Menstruation remains a taboo subject

Also according to this OpinionWay survey for Elementary Rules, the subject of rules remains taboo for nearly seven in ten French people. If feminist activists have been mediating the issue of periods and menstrual precariousness for several years, putting these issues on the political agenda, the subject still remains complex.

In 2020, on the occasion of May 28, the Elementary Rules association, which collected more than five million intimate hygiene products that have benefited more than 115,000 women, launched an online campaign with several personalities to break taboos around rules. The singer Pomme, the creator of the Instagram account “I am bats the clit” Camille Aumont-Carnel, the professional handball player and creator of The V Box Estelle Nze Minko, or the author and founder of the newsletter Les Glorieuses Rebecca Amsellem participate to this campaign.

Because making the rules visible also means making their physical and psychological effects visible, and allowing menstruating people to experience this period better. An Ifop study for Intimina, a brand of intimate health products, published on May 28, indicated that nearly one in two women (48%) suffers from a painful period. A figure which rises to 60% for the youngest (15-19 years) and to 52% for the 20-29 years.

Ifop also notes in this survey “lack of medical management of these symptoms“pain: if diseases such as endometriosis or polycystic ovary syndrome are more publicized, their diagnosis remains long and their treatment difficult. In addition, for some health professionals, menstruation pain remains underestimated and minimized.

In fact, the rules remain a factor of embarrassment, even of social exclusion.
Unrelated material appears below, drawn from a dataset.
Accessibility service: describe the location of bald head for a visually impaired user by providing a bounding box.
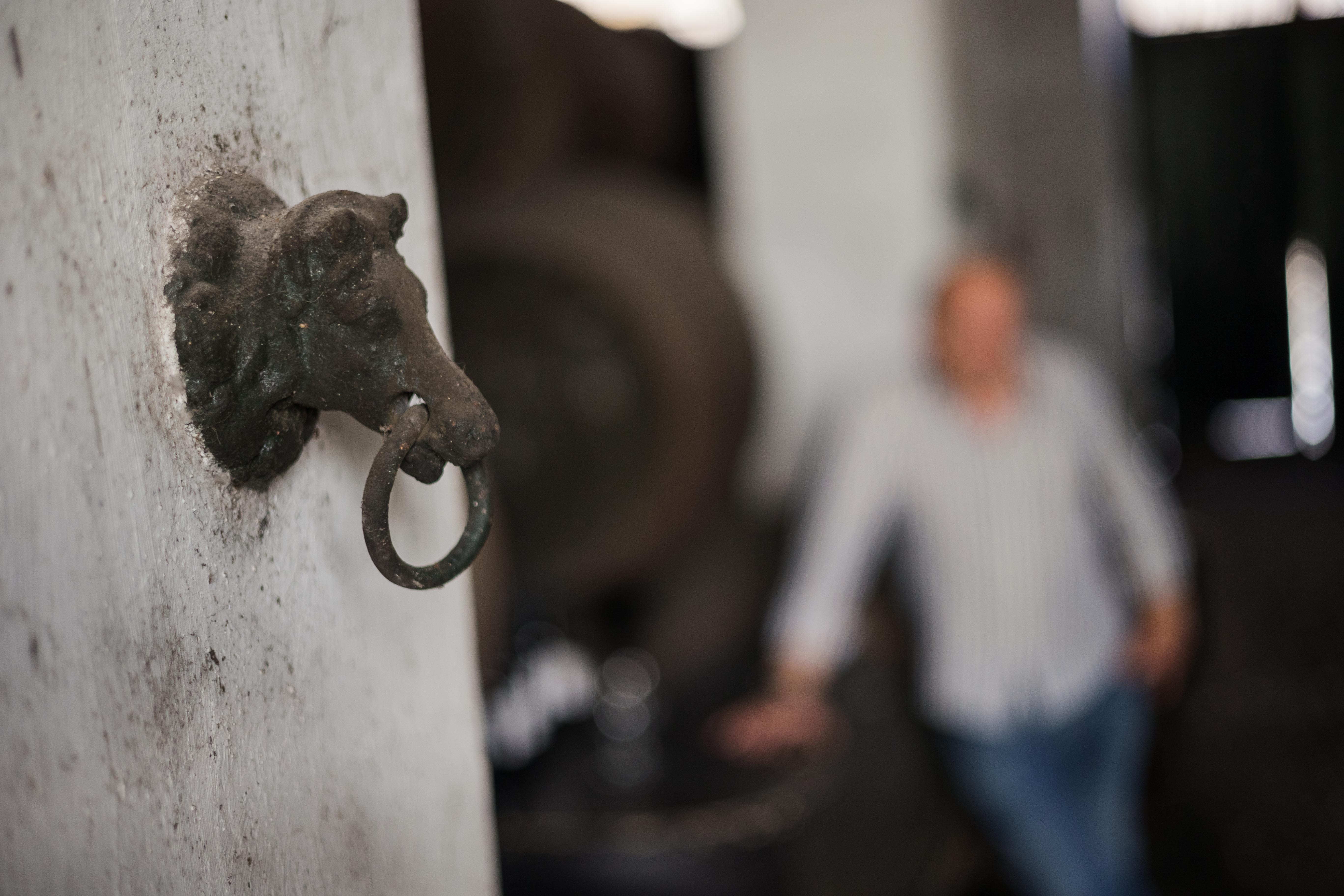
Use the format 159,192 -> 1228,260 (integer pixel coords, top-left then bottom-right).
933,257 -> 1024,384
According to the Ifop study, 19% of women have already given up going to work, 31% to go on a date and 28% to go out with friends when they have their period. In addition, 33% of the women surveyed have already suffered mockery or derogatory remarks because of their menstruation.

A problem still poorly understood or even denigrated by people who do not have menstruation: 46% of women questioned in this Ifop survey have already had the feeling that the discomfort or pain of their periods were minimized by their male friends, and 42% by male members of their family.
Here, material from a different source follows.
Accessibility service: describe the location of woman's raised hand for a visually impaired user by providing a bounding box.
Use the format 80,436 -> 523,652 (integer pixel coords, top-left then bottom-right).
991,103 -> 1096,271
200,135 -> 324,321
Finally, the subject of menstruation and menstrual insecurity remains taboo in the workplace. According to the Ifop survey, 71% of workers ensure that there have never been personal hygiene products available in their workplace. Likewise, the question of menstrual leave is still debated in France: having the possibility of taking one or two days of leave because of painful periods is not yet fully accepted in many professional circles. A subject which therefore deserves more visibility, in order to hope to progress.